Naturheilkunde

Schmerzfrei ohne Medizin?

Schmerzen begegnen jedem Menschen beinahe täglich. Sie können in vielen verschiedenen Formen auftreten und sind meist Begleiterscheinung von Krankheiten und Verletzungen. Sie haben eine Warn- und Schutzfunktion und sind somit ein unverzichtbarer Bestandteil unserer Sinneswahrnehmung.

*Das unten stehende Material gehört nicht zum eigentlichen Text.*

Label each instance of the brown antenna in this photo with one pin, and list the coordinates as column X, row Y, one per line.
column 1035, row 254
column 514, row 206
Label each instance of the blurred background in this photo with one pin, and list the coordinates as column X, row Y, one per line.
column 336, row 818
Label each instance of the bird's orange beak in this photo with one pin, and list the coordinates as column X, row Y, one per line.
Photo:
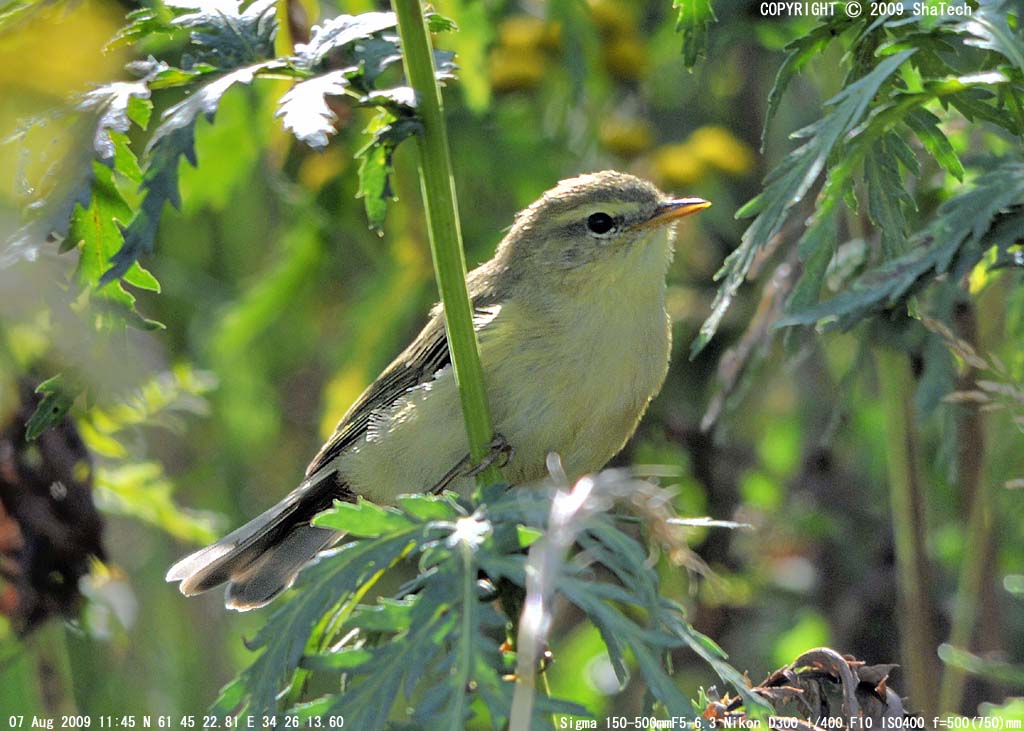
column 674, row 210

Was sind Schmerzen eigentlich?

Schmerzen sind Ausdruck einer Störung im Nervensystem und werden im Schmerzzentrum des Gehirns geprägt, sodass auch dann noch Schmerzen empfunden werden können, obwohl der Auslöser schon längst entfernt wurde. Dies kann unter Umständen so weit führen, dass Menschen immer noch Schmerzen im Zehenbereich empfinden, obwohl das schmerzauslösende Bein bereits amputiert wurde (sog. Phantomschmerz).

Ursachen für Schmerzen

Schmerzen können sehr viele verschiedene Ursachen haben, wie etwa:

• Entzündungen
• Paraneoplasien (versteckte Tumorentwicklung)
• anatomische Varianten
• Immunreaktionen
• Durchblutungsstörungen

Schmerztherapien – ohne Medizin?

Schritt 1: Auslöser finden

Es gibt verschiedene Ansätze für Schmerzauslöser und daraus resultierend auch zur Schmerztherapie. Der erste entscheidende Schritt zu einer medizinfreien Schmerztherapie ist die genaue Analyse der Schmerzen. Dazu müssen serologische Untersuchungen und auch immunologische Spezialtests durchgeführt werden.
Die Analytik sollte im besten Fall bis ins Detail Aufschluss geben, was der Auslöser der Schmerzen sein kann.
In Frage kommen neben entzündlichen Erkrankungen rheumatoide Auslöser genauso wie Implantate aus Metall, Schwermetalle oder immunologische Reaktionsprodukte, die in der Abwehr von Tumorerkrankungen entstehen (z.B. Immunkomplexe). Gleichzeitig können genauso anatomische Varianten wie Fehlbelastungen Schmerzen verursachen. Zuletzt kommen Immunreaktionen, die falsche Immunkomplexe fördern, die im ganzen Körper wie Entzündungen wirken können. Dazu noch Durchblutungsstörungen, die selbst Schmerzen erzeugen. Nicht zuletzt bleibt eine seltene Form der Schmerzauslösung die Azidose, d.h. die Ansäuerung des Blutes im ganzen Körper durch Fehl- oder Überbelastung oder falscher Ernährung. Die Ursachen für Schmerzen sind schier endlos.

Schritt 2: Therapieplan

Ist die Schmerzanalyse richtig gestellt, wird nun ein umfangreicher Therapieplan zur Schmerztherapie gestellt – zuerst immer medizinfrei. Medizinfrei heißt dann in vielen Fällen Neuraltherapie, Vitamin E und Enzyme. Das Therapeutikum selbst ebnet nämlich nur den Boden für eine erfolgreiche Schmerztherapie.

Schritt 3: medizinfreie Schmerztherapien

Beispiele für medizinfreie Schmerztherapien sind:

  • Neuraltherapie
  • Akkupunktur
  • Chirotherapie
  • Physiotherapie
  • Balneotherapie
  • Diät und Ernährung
  • Vitamin E
  • Enzyme
  • funktionelle Neuprägung des Gehirns
  • Verhaltenstherapie

Die Neuraltherapie benutzt neben der Akkupunktur Procain um den Schmerz zu beheben. Procain ist 20 min nach der Injektion an die entsprechenden Regulationsorgane wieder abgebaut.
Im Rahmen der Diät und einer erfolgreichen Ernährung sollte immer auf eine basische Ernährung geachtet werden.
Vitamin E wirkt als Radikalfänger und nimmt entzündungsauslösende Reaktionen zurück.

Erst wenn alle diese medizinfreien Verfahren nicht ausreichen, können chemische Schmerzmittel Einsatz finden. Sie sollten jedoch nur vorübergehend als zusätzliche Therapie eingesetzt werden, um mit schadfreien Therapien dann das Beschwerdebild zu beheben.